The real benefits of Bodies Revealed are more generally philosophical, and even purely aesthetic. Here is where to consider anew the leveling aphorism that on the inside we all really are the same. Or to behold unexpected organic beauties—say, in the exquisite delicacy of alveoli or ear bones or gossamer networks of capillaries. This is not a freak show, but how right it is to trade in freakiness, willfully blurring the line between the gape and the avid gaze. It asserts that we all deserve to see what our innards look like, even as it leaves us to wonder whether we should be able to see someone else’s. Wonderment, in fact, is what this exhibition is all about. For all its surgical sterility, Bodies Revealed becomes artful almost in spite of itself.

Rembrandt’s “The Anatomy Lesson of Dr. Nicolaes Tulp,” from 1632.

Is it so hard, then, to consider it a descendant of Rembrandt’s famous “Anatomy Lesson of Dr. Nicolaes Tulp"? What’s still stirring in that painting today is not the exposure of flesh itself, but the varied reactions of the depicted scene’s onlookers—their telling glances: at the cadaver, at the doctor, at each other, at us. When the image was created in 1632, public anatomy lessons had become all the rage in Europe; by century’s end these ostensibly educational endeavors had all but surrendered their scientific imprimatur to the spectacle-intensive enticements of popular entertainment—drawing crowds of hundreds at a time.
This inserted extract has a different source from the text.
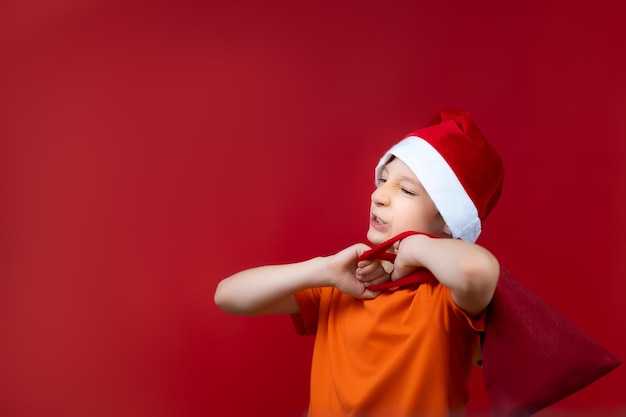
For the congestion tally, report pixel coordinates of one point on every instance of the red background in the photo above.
(149, 149)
Maybe the essential difference today is just that the corpses have a longer shelf life.

“In our exhibition we do solicit people to consider whether they’d donate their bodies to medical science,” Glover said. “We do it for medical education as well as tissue donation. Donating forms now come with a check box for whether or not they’d be willing to have their body permanently preserved. It’s hard to imagine what a person is going to say when that question is asked.”

But it’s getting less hard. “Great exhibit,” one comment-poster says on the Bodies Revealed Web site, “can’t wait to die. Hope to donate my body; ie everlasting life. Immortal at last.”

As some of us become inured to displays of lifeless flesh, and others sign up to become them (thousands already have), our collective body image continues to evolve. From the paintings in the caves of our earliest ancestors to the wooden figure models so common in art-school classrooms today, it would seem that human anatomy never runs out of artistic potential. So rest assured (if not in peace) that Bodies Revealed offers merely one way of realizing it. For another, try the Library Gallery at Sac State, where Field of Life: The Body in Contemporary Korean Art opens this weekend and runs through February.

Sculptural works by Jun Kyung Sun in Field of Life at Sac State’s Library Gallery now through February.